The stress race car drivers suffer during a race is at an elevated level. Due to this, all race sanctioning bodies require drivers to go through an EKG every two years. On the other hand, drivers over fifty years old are required to go through the EKG every year. While the procedure may be tedious and annoying to race car drivers, there is a good reason behind this requirement since a number of drivers die every year even without being involved in an accident. Racing can be a very stressful situation among race car drivers.
Notable Deaths due to Medical Reasons
Gérard Ah Mouck
Gérard Ah Mouck died on August 19, 2007 after suffering a heart attack during the Mauritius Rally Championship at the Mauritius Rallye à l’Ile Maurice.

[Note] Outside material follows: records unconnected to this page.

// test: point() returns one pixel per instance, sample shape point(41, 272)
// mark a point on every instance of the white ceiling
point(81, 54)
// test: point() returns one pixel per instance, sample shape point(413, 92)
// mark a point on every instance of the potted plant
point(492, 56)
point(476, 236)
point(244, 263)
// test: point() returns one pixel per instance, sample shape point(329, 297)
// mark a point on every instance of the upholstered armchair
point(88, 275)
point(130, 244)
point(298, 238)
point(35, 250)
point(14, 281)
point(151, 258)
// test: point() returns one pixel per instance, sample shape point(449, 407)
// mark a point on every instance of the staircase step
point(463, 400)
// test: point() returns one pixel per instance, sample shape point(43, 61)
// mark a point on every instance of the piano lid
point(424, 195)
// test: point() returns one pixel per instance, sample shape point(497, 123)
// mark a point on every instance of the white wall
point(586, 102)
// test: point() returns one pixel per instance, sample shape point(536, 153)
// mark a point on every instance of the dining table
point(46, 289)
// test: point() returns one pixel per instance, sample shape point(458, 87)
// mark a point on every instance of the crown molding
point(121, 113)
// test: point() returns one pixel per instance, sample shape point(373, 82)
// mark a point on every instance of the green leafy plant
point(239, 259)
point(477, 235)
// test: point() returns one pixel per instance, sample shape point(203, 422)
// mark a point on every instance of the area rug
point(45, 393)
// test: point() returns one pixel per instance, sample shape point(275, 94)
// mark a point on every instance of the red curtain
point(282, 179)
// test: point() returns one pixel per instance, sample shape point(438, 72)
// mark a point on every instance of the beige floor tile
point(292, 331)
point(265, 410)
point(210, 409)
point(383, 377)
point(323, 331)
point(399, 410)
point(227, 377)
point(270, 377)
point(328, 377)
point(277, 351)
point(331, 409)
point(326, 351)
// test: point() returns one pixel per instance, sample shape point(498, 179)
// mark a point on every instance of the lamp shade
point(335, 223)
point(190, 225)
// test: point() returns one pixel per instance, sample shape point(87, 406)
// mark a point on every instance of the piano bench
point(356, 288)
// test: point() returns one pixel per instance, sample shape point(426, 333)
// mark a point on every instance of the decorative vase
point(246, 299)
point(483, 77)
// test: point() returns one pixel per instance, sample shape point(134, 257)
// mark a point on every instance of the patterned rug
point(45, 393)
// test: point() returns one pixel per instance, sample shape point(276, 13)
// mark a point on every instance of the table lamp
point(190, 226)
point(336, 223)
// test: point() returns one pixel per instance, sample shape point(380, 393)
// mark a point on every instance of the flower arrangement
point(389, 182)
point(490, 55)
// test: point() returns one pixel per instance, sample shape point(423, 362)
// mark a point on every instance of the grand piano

On June 22, 2013, Wolf Silvester suffered a heart attack at the VLN race, which was held in Nurburgring. Safety marshals said the Opel Astra OPC of Silvester went out of control during the race. They found Sivlester motionless while sitting inside the car.
The death of numerous race car drivers led to the implementation of numerous safety measures to keep the drivers safe. Even with the numerous safety measures established by various sanctioning bodies, a good number of drivers are still anxious about their safety.
To alleviate these concerns, sanctioning bodies are continuously working on ensuring the safety of drivers on the race track. Safety measures established by these organizations have made race car drivers safer than before. These measures have made the helmets, race suits, cars and tracks safer for use. Even with the implementation of these safety measures, there is still a lot of work to do. Aside from these sanctioning bodies, the drivers also have to do their part in ensuring their own safety.
However, it should be noted that these safety measures are typically established after a major accident, which may result to serious injuries or even death. One way to deal with this situation is to establish an international standard of safety in all race tracks and events. It is also necessary to take a pro-active stance when dealing with these accidents. Since accidents may happen when least expected, it is important for drivers and sanctioning bodies to look into potential areas where accidents may happen. They should not wait for a series of incidents to happen before they do anything about it.
While the equipment can be enhanced to prevent these accidents, it should be noted that luck may also come into play when it comes to surviving horrific accidents. Since it is not possible to make the human body invincible, it is necessary for both the driver and the sanctioning body to work together to use their knowledge aboutthe past incidents to prevent these accidents from ever happening again.